February 15, 1861
“The Union formed in 1789 is at last dissolved through the secession, without cause, of six of the slave States, the complicity of the remainder, and the imbecility and perfidy of President Buchanan. These six States have organized themselves into a Southern Confederacy, and unanimously elected Jefferson Davis , of Mississippi, President, and Alexander H. Stephens, of Georgia, Vice President. All of this has been done, we repeat, without cause…….Now, then, let there be a Convention of the Free States called to organize an independent government on free and just principles……”
February 8, 1861
There is one brief article from Parker Pillsbury, telling of a mob which interrupted an abolition meeting in Ann Arbor, Michigan, and a second letter from Susan B. Anthony, telling of a similar disturbance in Rome, New York.
February 8, 1861
This article recounts a debate in the Massachusetts House of Representatives over a motion to allow the Massachusetts Anti-Slavery Society the use of Representatives Hall, in consequence of the suppression of their meetings recently. The final vote was 69 Yeas, and 136 Nays.
February 1, 1861
Garrison’s letter indicates that he has been ill eighteen days, and that today’s meeting of the Massachusetts Anti-Slavery Society will be the first of its annual meetings he has missed. The meeting will be “the most encouraging and the most potential ever held by the Society, whether broken up by lawless violence, or permitted to proceed without molestation.”
January 25, 1861
An urgent call for people to return signed petitions against Slave-hunting in Massachusetts, to then be laid before the legislature. “Now, while the concessionists are at work… now is the time for those to speak who wish Massachusetts to be made a Free State indeed.”
January 18, 1861
“The ship Lesbia, under French colors, (supposed to be the ship Montauk of New York,) was recently taken by a Spanish steamer of war, and brought into Havana, with 900 negroes on board.”
January 18, 1861
Charles C. Burleigh writes from Florence, telling of two evenings in succession when he was accosted by a mob when giving anti-slavery speeches.

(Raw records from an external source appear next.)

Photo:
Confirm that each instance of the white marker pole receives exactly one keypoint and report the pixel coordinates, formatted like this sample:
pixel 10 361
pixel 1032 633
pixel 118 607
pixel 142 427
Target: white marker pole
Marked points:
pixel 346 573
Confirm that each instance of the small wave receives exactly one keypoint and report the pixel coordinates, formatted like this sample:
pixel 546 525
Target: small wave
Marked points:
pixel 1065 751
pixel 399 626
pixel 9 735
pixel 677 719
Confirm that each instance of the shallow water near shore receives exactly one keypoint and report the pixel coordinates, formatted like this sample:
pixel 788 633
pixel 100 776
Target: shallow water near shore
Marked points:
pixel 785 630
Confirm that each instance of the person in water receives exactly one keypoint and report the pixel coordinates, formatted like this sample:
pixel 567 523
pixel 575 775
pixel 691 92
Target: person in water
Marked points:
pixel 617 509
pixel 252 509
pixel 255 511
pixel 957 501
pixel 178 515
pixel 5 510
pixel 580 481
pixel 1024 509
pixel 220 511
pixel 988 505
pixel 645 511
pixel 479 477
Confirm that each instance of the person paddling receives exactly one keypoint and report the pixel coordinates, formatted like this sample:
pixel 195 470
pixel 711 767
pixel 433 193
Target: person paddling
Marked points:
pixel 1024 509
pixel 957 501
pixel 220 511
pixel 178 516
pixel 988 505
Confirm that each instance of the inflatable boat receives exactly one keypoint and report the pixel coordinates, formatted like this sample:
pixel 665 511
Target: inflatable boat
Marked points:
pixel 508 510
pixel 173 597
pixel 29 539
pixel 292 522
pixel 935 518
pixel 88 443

On the second evening, during the disturbances, a stove was overturned; later that night in the school-house, where the stove was located, a fire burned the school-house to the ground.
January 11, 1861
“The Editor has been too ill to be able to give any attention to the Liberator this week.”
January 11, 1861
Virginia, Orange County —- People from this county in Virginia pass resolutions, including: “the cotton states will secede; that their destiny is our destiny; and that Virginia should retire before the 4th of March next, and place herself at the head of the column…that, with a united South, Abraham Lincoln will not make war against fifteen states; but should he do so, may God defend the right!”

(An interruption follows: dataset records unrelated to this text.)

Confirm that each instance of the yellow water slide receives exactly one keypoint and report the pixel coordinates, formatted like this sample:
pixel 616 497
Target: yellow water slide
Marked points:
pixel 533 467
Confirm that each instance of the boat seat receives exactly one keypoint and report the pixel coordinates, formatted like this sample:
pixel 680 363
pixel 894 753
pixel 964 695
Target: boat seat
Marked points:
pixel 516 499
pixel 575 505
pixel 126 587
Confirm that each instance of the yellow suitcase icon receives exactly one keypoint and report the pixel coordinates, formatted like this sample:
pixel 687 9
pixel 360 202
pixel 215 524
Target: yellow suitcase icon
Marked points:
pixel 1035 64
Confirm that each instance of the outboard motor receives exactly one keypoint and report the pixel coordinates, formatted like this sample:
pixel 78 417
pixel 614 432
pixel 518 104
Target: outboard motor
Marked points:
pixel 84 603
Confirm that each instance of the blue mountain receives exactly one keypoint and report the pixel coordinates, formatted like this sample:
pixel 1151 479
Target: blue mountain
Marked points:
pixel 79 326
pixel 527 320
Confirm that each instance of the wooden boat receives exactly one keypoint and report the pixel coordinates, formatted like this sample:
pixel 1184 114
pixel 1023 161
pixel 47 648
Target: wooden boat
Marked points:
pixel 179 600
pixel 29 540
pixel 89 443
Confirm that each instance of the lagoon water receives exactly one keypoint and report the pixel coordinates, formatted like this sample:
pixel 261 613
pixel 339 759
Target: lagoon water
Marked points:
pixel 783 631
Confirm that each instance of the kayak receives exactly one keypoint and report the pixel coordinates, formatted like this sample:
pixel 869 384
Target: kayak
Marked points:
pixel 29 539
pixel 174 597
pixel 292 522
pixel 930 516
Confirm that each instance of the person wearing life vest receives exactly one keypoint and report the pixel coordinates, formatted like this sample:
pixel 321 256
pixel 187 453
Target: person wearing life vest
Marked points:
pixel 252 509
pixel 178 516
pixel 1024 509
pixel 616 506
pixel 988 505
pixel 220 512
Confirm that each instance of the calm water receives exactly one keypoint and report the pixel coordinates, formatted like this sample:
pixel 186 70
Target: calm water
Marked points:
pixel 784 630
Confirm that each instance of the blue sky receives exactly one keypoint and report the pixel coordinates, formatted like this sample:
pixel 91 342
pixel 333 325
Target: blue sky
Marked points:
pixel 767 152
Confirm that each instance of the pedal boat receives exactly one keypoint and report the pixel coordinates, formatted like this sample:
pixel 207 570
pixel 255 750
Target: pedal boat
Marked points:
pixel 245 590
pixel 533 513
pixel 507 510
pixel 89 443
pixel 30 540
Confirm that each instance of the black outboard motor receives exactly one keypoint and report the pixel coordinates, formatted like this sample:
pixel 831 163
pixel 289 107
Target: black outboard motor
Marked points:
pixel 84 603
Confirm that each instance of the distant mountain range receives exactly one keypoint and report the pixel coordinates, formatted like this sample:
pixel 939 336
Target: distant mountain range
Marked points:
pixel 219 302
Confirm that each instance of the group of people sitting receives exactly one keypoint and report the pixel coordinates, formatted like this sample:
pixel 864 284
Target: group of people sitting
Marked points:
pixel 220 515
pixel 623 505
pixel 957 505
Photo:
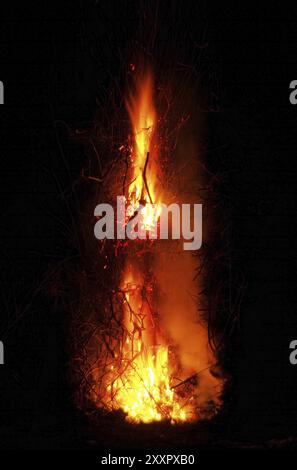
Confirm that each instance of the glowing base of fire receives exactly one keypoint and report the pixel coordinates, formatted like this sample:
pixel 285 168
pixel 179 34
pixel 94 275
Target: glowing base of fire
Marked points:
pixel 143 390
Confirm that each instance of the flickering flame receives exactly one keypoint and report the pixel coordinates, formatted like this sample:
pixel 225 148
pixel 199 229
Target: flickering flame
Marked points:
pixel 142 388
pixel 143 116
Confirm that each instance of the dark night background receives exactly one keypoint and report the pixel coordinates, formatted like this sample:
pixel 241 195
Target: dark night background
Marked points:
pixel 56 58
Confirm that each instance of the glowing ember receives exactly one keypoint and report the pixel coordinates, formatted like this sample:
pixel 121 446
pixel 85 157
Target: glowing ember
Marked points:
pixel 139 379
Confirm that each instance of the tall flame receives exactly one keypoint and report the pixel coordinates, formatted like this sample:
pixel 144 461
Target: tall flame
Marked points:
pixel 141 381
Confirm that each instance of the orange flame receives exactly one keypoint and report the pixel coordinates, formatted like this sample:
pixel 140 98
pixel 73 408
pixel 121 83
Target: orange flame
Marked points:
pixel 140 382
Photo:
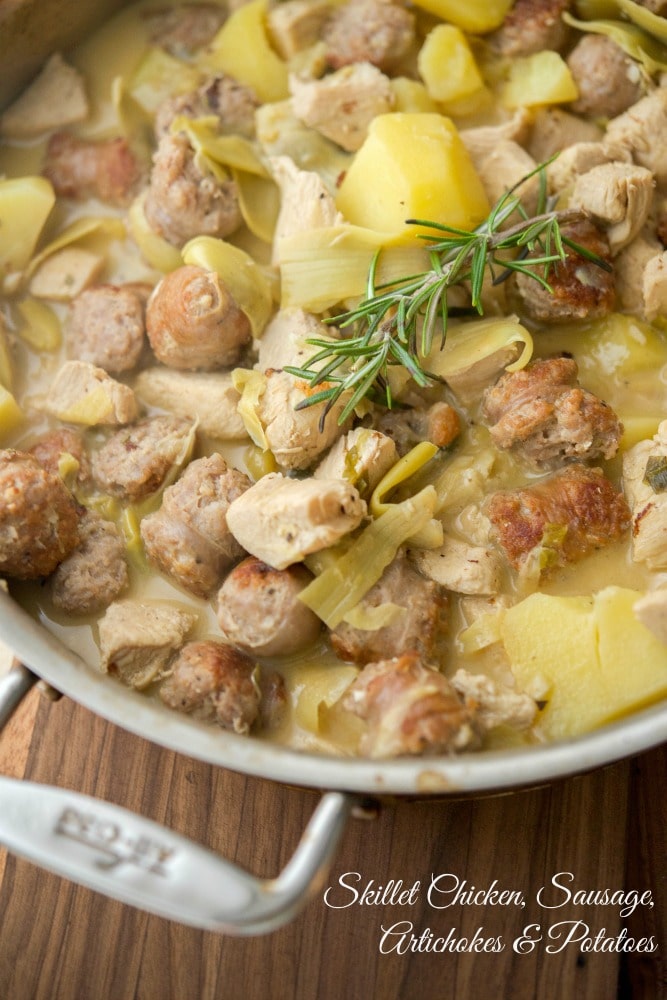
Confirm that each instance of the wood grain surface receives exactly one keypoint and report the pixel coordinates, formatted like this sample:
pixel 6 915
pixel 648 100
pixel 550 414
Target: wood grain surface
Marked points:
pixel 62 942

Louisiana —- resolutions passed include one directed to the “brothers of South Carolina, hailing their noble State as a new and independent power…”
January 4, 1861
“We commence a new decade with the same confidence in the principles we espouse, the same assurance of success in the cause we advocate, that we felt at the commencement of our labors, — only greatly strengthened by the experience gained, and the progress made toward the goal of final victory. It has been a long, desperate, and (humanly speaking) most unequal struggle with the organized religious sentiment, the political power, the combined wealth, the recognized respectability, the popular feeling, the business selfishness, the satanic malignity, and the universal brutality and ruffianism of the country; but, from the hour the bugle of freedom first sounded its notes in favor of immediate and universal emancipation, the movement has advanced with slow but irresistible power, under Divine guidance, confounding the wisdom of the wise, contemning the might of the strong, taking the cunning in their own craftiness, unmasking the hypocritical, swallowing up all the rods of the magicians, breaking sects and parties into fragments, vanquishing all opponents, its poverty more than a match for all the wealth of the land, its spirit sublime and unconquerable , its truths self-evident, and its results glorious in the annals of historic achievement; and still,
“Against the wind, against the tide,
It steadies with upright keel,”
outstripping all competition, and with the haven of righteousness and peace full in view.”